En El rostro de la batalla, John Keegan habla, como no podía ser menos, de las narraciones de batallas de César y de Tucídides. En los relatos del primero, los hombres son autómatas; en los del segundo, son seres humanos, afirma. En César sus subordinados son de cartón piedra, mientras en Tucídices son individuos con sus propias voluntades. «César no nos dice nada sobre su ejército, salvo que obedece a sus órdenes; lo más interesante, según se deduce de la narración, es que él mandaba. El ejército de Tucídides, en cambio, es una de esas instituciones interesantes en sí mismas, con hábitos reconocibles pero no uniformes (“Los ejércitos grandes tienden a hacer”, es decir, que los pequeños quizá no; “todos los ejércitos se parecen en esto”, es decir, que pueden no parecerse en otras cosas); y esos hábitos son el producto de la conducta humana y de los distintos tamaños. En suma, mientras que la historia de César es particular, la de Tucídides es general; una forma de arte, en todos los aspectos, más útil, más difícil, y más reveladora». De hecho, dice, el relato de Tucídides tiene «un nivel artístico y científico que los historiadores europeos no han vuelto a alcanzar hasta hace doscientos años».
Hace notar cómo «las batallas son extremadamente confusas. Por ello, ante la necesidad de darle sentido a algo que no entiende, hasta el más inteligente —y quizá especialmente el más inteligente—, al constatar que no posee el lenguaje y las metáforas que necesita, mirará lo que otros hayan hecho ya en circunstancias parecidas, para conducir su propia pluma». No es necesario insistir en cómo a veces eso falsea los relatos. Asi, para quienes tengan en la cabeza la batalla de Agincourt según la cuenta Shakespeare en Enrique V —y se puede añadir: según la representa la película de Kenneth Branagh basada en ella—, Keegan dice cómo el relato de Agincourt ha quedado como un ejemplo de la victoria del débil sobre el fuerte, del soldado de a pie sobre el caballero montado, de la resolución sobre la grandilocuencia, del acorralado y alejado de su casa frente al propotente y engreído, como una muestra de la superioridad moral inglesa y un entrañable ingrediente del evanescente mito nacional…, pero que sin embargo fue una historia de matarifes en acción y de una atrocidad absoluta.

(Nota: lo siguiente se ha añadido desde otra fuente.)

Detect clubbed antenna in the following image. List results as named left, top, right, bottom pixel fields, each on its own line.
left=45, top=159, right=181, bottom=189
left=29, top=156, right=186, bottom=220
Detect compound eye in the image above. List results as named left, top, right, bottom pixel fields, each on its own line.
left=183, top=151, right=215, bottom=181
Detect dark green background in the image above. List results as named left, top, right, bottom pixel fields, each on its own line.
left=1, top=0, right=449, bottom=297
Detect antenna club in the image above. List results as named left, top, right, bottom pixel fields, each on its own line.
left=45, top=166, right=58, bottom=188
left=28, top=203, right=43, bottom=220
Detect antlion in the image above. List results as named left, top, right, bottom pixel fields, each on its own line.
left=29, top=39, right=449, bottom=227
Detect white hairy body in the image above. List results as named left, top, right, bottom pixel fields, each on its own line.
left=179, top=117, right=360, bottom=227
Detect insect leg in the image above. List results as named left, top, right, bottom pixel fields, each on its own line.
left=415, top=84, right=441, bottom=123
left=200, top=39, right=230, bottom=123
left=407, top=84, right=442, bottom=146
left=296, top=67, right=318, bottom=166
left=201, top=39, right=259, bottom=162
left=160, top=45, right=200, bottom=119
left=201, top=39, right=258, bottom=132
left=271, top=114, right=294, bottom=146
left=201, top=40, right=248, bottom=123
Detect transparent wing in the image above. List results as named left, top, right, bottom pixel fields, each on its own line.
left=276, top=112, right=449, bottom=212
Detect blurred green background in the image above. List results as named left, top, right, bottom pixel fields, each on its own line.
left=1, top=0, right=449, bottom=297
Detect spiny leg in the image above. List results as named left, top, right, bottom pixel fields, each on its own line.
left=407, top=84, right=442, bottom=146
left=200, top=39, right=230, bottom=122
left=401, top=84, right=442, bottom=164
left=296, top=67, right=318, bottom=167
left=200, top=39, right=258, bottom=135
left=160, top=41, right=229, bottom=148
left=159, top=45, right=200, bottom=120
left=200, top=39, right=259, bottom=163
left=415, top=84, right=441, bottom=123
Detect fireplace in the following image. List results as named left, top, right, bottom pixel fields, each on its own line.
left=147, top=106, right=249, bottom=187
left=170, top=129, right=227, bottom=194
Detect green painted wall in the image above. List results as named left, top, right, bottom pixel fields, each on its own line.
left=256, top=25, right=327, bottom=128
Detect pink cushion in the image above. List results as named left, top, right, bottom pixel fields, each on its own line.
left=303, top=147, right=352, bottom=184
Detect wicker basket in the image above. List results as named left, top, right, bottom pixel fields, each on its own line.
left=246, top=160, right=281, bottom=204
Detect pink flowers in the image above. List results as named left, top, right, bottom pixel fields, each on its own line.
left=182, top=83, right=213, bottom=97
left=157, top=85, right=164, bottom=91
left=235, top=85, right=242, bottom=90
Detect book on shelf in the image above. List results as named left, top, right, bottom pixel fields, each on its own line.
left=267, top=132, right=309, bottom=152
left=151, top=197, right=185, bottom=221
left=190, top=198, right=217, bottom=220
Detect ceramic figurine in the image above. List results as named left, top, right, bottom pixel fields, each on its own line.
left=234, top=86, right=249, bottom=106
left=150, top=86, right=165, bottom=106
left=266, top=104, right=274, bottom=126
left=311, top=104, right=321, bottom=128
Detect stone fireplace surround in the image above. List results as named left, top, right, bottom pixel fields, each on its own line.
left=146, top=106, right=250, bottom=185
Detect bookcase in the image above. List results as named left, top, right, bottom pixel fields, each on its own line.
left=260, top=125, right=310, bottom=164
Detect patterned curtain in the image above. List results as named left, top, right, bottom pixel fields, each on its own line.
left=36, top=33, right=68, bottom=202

Una de las ideas que Keegan maneja con fuerza es la de que no pocos historiadores otorgan «a matanzas inútiles el calificativo de “decisivas”, dando por sentado que han decidido algo y sin tomarse la molestia de especificar el qué». Señala que «las batallas, o más aún las derrotas, son decisivas de manera inmediata, porque matan a algunos de estos hombres y disuaden a los restantes —por un periodo más o menos largo— de querer luchar más». Pero luego distingue las consecuencias de una batalla y de una derrota según el tipo de batalla: son de distinto tipo dependiendo de si la mayoría de los combatientes son hombres extraídos de la clase gobernante, como en el ejército feudal o en la milicia patricia; de si los guerreros son un grupo de especialistas, como en la Europa dinástica y predinástica; de si los ejércitos los componen los jóvenes debido al reclutamiento general. Y al final concluye que «la escala de la Primera y la Segunda Guerra Mundial ha determinado que no se puedan categorizar aún todas esas consecuencias, ni medir sus dimensiones» aunque, por lo que sabemos, sí podemos afirmar que «la utilidad de la batalla futura es ampliamente dudosa».
John Keegan. El rostro de la batalla (The Face of Battle. A Study of Agincourt, Waterloo and the Somme, 1976). Madrid: Turner, 2013; 380 pp.; col. Noema; trad. de Juan Narro Romero; ISBN: 978-84-15832-11-9.